Cap'n Proto, FlatBuffers, and SBE all use "zero-copy" encodings, meaning the data is laid out on the wire in a format that is easy for a CPU to use directly. This means, for example, that integers are fixed-width, and fields are located at fixed offsets. This is must faster to parse (or even use in-place without parsing at all), but does result in somewhat larger encodings. (But then, you can always layer on independent compression when bandwidth matters more than CPU.)

My understanding is that Thrift is closer to Protobuf and contemporaneous with it, so I don't know why GP included it the list.

For simple protocols protobuf decoding has no taken branches. I.e. if you only use the first 15 field numbers (all your tags are 1 byte) and if all the types are the expected types, and if all the variable-length items are < 128 bytes long then you can decode the message without taking any branches. In C++. Most of the other languages have simpler and slower codecs.

This is the hot path in C++[1]. A really large amount of work has gone into protobuf C++ performance in the last 3 years or so.

1: https://github.com/protocolbuffers/protobuf/blob/master/src/...

And all your integer fields must be < 128, right?

Yes, I suppose the branches in Protobuf can be pretty predictable. Still, you do generally have to examine each byte individually.

Sure. In this specific case of a kv store it's hard to imagine how to simplify it dramatically from protobuf. As a proto you might have: tag-length-key-tag-length-value. Instead you could store the key and value lengths in host format using 8-16 bytes: length-length-key-value.
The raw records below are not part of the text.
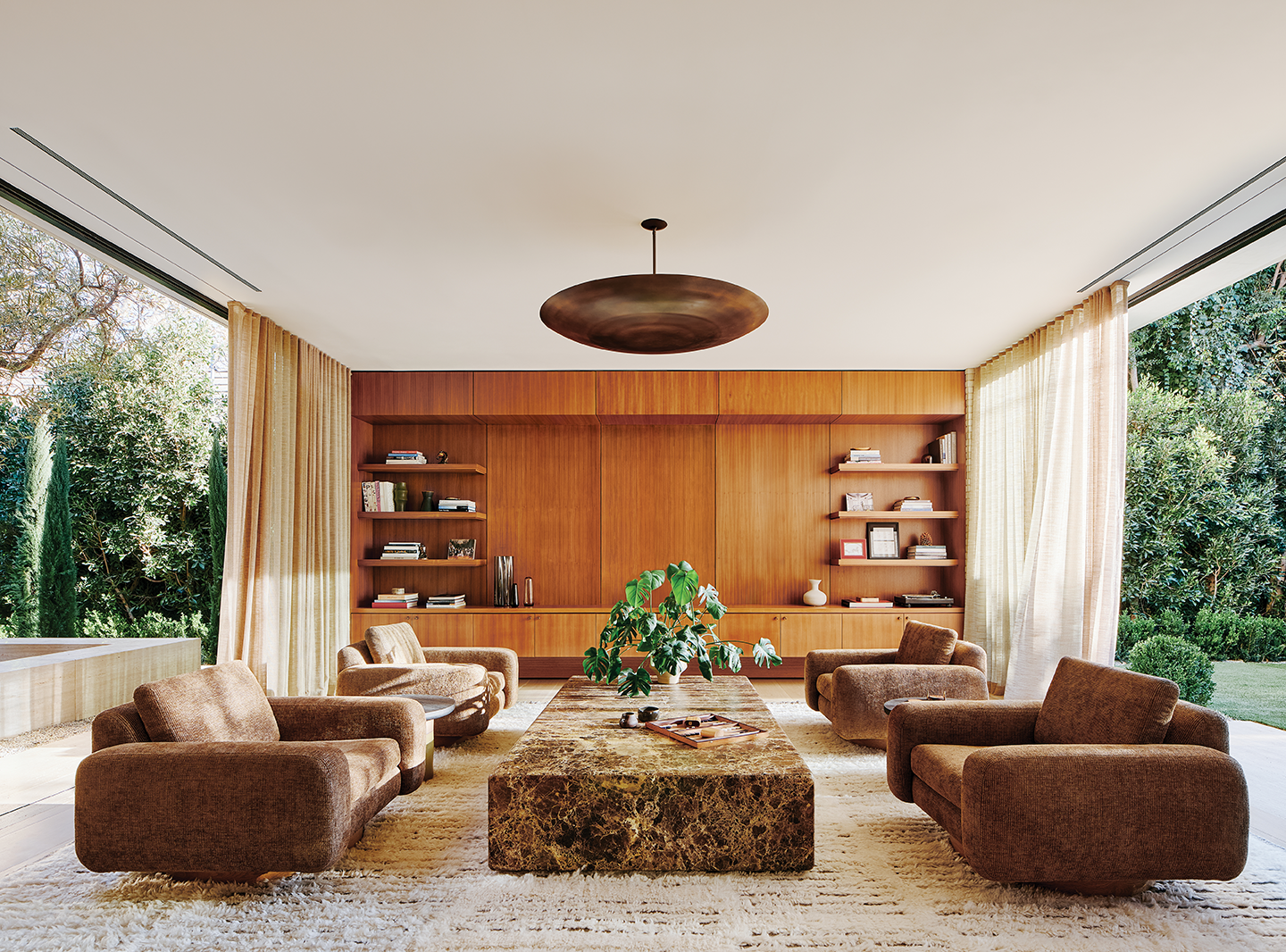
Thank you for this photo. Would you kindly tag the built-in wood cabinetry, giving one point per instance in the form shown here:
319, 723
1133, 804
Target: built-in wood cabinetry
588, 478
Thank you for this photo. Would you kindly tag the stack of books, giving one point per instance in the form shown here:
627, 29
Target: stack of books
403, 549
397, 601
377, 497
445, 601
943, 449
926, 552
863, 455
411, 457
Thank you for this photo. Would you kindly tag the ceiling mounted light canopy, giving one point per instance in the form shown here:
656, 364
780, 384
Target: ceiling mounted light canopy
654, 313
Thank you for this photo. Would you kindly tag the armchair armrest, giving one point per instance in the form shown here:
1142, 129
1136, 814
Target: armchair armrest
230, 806
503, 660
971, 723
1049, 812
350, 718
826, 660
858, 692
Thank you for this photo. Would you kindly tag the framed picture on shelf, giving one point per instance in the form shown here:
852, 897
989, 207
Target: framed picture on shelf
461, 548
853, 548
882, 540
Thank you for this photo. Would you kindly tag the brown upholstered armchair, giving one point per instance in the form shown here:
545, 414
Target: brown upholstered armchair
202, 776
392, 662
1107, 784
852, 686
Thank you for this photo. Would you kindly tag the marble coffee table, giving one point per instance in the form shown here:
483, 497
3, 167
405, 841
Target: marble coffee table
579, 791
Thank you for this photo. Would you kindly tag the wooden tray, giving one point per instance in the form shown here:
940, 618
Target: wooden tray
675, 731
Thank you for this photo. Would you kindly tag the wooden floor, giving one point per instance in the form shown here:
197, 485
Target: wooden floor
37, 785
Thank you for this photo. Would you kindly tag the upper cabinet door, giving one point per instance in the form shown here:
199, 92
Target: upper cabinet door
902, 397
657, 397
778, 397
534, 397
413, 397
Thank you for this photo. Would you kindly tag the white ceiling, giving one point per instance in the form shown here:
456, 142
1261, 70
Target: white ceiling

It's not _dramatically_ faster to decode this, and you traded away extensibility to get a marginal speedup.
Sure, I was speaking in general, not specifically about the key-value case.

I think most serialization frameworks are likely to be overkill for such a use case, spending more time on setup than actual parsing.

Also note that storing the value (and maybe the key) with proper alignment might make it easier to use the data in-place, saving a copy.

Hit 'y' before copying the link; the line numbers have already shifted.
Which version of Thrift? Apache Thrift looks roughly the same as Protobuf on our benchmarks. Perhaps this is fbthrift?